Selected Questions & Answers from In Conversation with AC Grayling
Q: What advice do you have for a secular organisation that seeks to be a credible public voice for non-believers?
A: It is very important that people that don’t share the viewpoint of a secular organisation, a humanist organisation, should see that the members of that organisation are consistent, articulate and keen to put forward their views in a very responsible way. It does happen that there are organisations like the American Atheist Association which take a more robust stance in the sense that it is more challenging to the surrounding orthodoxy, partly to shock them into seeing there is an alternative point of view; and that is a strategy.
One can be a little bit more assertive about one’s view but in the longer term, any organisation that wants to communicate its viewpoint to others, in particular to others who may not be predisposed to it, should do it with that kind of consistency and sobriety and at least to the extent possible, a kind of eloquence, making the point with clarity, elegance and humour so that other people will sit up and take notice and engage… to show people there is this mature view of the world, moreover, to remind people this view of the world, this humanist outlook is a deeper, richer and older tradition than, for example, Christianity or Islam. For a thousand years before Christianity became the mindset of Europe, people were thinking about ethics in precisely the humanist way, which is, you start from the realities of human experience in our world and you try to think by your best lights how we are to live together and make a life which is good and significant.
Q: In Against All Gods, you said that non-believers should avoid the term atheist, do you still hold this position?
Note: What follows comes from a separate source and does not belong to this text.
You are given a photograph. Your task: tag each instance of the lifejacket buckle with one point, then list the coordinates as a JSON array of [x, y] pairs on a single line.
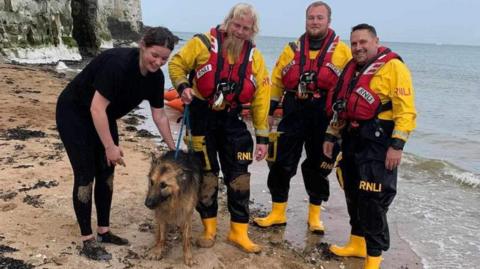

A: I do. The term is a theist word to describe those who do not share their view. Whenever I am invited by theists to debate them, I say, Look, I much prefer to be called an “a-fairist” or an “a-goblinist” because I don’t believe there are fairies and goblins; and if you want to have a discussion, let’s first have a discussion about fairies. You can give me all your reasons why you don’t think there are fairies in your garden. When you’ve given me those reasons, I’ll invite you to export those reasons to religion because they are the same arguments. Of course, people are reluctant to do that because they want think that the word G-O-D with the capital “G” is the name of something. In fact, you’ve got to start way back before you even concede there is a discussion to be had on that topic, and you illustrate that by pointing out that everybody in the world is an atheist about most of the gods of history. We managed to get down to one, just about, or if you’re Christian, nearly three or something. We’re making progress. It’s much better than having hundreds of them. The word that I prefer to use is naturalist—somebody who thinks the universe is a realm of natural law—but if you say to people you are a naturalist they think you take your clothes off and run around naked on weekends. Perhaps a better word is freethinker.
The point is sometimes very well put that atheism is to theism what not collecting stamps is to stamp collecting. Stamp collectors say, you’re an “a-stamp-collector”, then they’ve labelled you by definition of their own interests. And they say, not stamp collecting is just as much a view or a faith as stamp collecting is. And that shows you there’s something very wrong with the apparent symmetry between the two. Now, you can be a militant secularist but you cannot be a militant atheist, anymore than you can be a militant non stamp collector. You can’t say, “I DON’T COLLECT STAMPS!” You just can’t do it. Just try it sometime.
Q: Where do you see the limits of religious freedom?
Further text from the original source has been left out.